Mostly, statisticians use the following cost function while employing linear regression to solve problems:

$$ J(\theta) =  \frac{1}{2m}\sum_{i=0}^{m} (h_\theta(x_i) - y_i)^2 $$

## Trivia!

- What are the advantages of this cost function?
- Why is the $\frac{1}{2m}$ factor there in the formula?

## Trivia Again! :/

Now, once you know with the help of the __cost function__ about the correctness of your hypothesis, how do you update it to achieve a minimum cost?

# The blood-line of Machine Learning - Gradient Descent

To arrive at the corrent hypothesis, we use the method of __Gradient Descent__.

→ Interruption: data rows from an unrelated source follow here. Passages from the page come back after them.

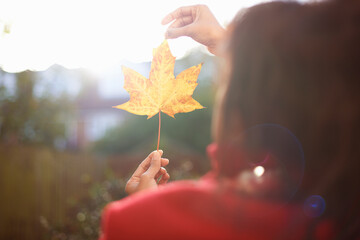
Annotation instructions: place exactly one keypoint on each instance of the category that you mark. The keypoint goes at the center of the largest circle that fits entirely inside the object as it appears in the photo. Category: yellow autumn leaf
(162, 91)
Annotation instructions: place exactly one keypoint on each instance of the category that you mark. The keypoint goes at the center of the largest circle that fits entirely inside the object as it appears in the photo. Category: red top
(201, 210)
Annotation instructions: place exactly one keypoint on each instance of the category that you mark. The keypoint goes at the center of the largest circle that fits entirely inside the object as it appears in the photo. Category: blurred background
(64, 151)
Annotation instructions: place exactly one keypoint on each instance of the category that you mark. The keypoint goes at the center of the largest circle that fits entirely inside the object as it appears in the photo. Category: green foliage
(26, 118)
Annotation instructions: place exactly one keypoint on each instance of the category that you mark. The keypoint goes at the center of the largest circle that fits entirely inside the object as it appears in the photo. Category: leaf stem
(159, 130)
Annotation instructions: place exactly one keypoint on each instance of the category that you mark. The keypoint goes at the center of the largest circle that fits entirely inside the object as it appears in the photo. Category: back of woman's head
(299, 66)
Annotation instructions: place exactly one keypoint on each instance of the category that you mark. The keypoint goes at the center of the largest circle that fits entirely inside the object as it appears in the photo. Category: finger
(177, 32)
(164, 162)
(180, 12)
(144, 165)
(155, 164)
(181, 22)
(162, 171)
(164, 179)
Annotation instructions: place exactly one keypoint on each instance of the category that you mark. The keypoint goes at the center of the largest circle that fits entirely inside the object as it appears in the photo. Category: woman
(286, 63)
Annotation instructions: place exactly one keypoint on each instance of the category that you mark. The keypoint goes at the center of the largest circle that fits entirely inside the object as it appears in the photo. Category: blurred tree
(26, 118)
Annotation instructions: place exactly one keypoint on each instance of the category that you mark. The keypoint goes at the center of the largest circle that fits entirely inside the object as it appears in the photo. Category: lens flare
(259, 171)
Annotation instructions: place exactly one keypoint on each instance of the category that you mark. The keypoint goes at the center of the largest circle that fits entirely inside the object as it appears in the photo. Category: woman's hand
(196, 22)
(148, 173)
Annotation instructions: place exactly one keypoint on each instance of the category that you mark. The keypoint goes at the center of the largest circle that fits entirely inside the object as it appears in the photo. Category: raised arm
(196, 22)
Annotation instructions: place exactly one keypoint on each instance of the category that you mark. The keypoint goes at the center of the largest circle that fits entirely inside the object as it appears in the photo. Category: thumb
(177, 32)
(155, 164)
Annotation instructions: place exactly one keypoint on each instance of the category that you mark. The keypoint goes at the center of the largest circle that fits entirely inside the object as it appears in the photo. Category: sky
(92, 34)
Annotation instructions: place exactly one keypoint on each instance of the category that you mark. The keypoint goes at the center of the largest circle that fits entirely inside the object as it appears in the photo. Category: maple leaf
(162, 92)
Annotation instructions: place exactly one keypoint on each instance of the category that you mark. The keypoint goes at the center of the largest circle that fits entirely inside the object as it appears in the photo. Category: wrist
(217, 36)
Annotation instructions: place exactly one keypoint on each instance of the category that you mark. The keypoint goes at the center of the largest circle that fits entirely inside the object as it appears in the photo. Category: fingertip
(164, 161)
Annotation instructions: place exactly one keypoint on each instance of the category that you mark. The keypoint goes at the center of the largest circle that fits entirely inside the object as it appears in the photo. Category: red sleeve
(105, 223)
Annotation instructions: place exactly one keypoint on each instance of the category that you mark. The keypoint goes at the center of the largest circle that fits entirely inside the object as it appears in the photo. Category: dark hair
(298, 65)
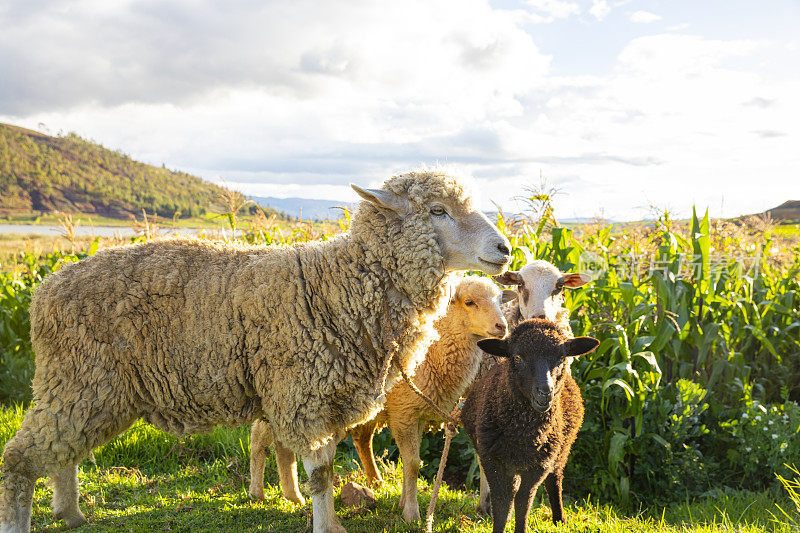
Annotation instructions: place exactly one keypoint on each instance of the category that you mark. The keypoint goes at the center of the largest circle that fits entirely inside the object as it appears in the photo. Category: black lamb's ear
(498, 347)
(580, 346)
(384, 200)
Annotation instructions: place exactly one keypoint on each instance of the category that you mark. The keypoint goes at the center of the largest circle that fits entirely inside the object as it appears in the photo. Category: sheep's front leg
(260, 439)
(484, 502)
(503, 487)
(553, 485)
(319, 467)
(522, 501)
(362, 438)
(408, 442)
(287, 471)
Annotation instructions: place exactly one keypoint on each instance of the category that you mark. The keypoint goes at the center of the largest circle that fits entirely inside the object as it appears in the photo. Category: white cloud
(600, 9)
(549, 10)
(644, 17)
(285, 99)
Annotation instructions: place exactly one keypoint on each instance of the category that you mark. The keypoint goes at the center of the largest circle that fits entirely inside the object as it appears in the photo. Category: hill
(789, 210)
(304, 208)
(40, 173)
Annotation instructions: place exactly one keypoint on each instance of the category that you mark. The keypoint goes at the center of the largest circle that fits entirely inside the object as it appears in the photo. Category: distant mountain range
(305, 208)
(789, 210)
(40, 174)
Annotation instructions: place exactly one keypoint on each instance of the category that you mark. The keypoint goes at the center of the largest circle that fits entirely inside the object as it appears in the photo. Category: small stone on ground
(355, 495)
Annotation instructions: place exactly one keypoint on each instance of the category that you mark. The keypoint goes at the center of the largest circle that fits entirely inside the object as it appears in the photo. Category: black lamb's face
(538, 353)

Let us go back to the hypothesis that we had selected:

$$ h_\theta(x) = \theta_0 + \theta_1x $$

Here, $\theta_0=1$, hence we would use $ h_\theta(x) = 1 + \theta_1x $


## Trivia!

Now that we have decided __what__ to optimise, how do we go about it? __Any ideas would be awesome!__


Intuition explained on the board!

# Deeper Dive into Gradient Descent - OPTIONAL

## WARNING - Heavy high school math coming. Weak hearts not permitted to move ahead

Now that you know what __Gradient Descent__ is in theory, how do we mathematically model it?

- Clearly, we need to update our parameters for the cose function to decrease, but how do we achieve minima?

   - __HINT__: How did you calculate local maxima in high school?

To understand this, imagine another cost function for a hypothesis with a single parameter, i.e., $H_\theta(x) = \theta_0x$. 

- What will be the required cost function?
- What would the graph of the cost function look like? Sketch it!
- How would you decide how to update the parameter $\theta_0$?

    __HINTS__:

    - What does a derivative signify?
    - How can the derivative of the cost function help you in updation?
    - Would you need to 'scale' the steps you need to take for the local minima?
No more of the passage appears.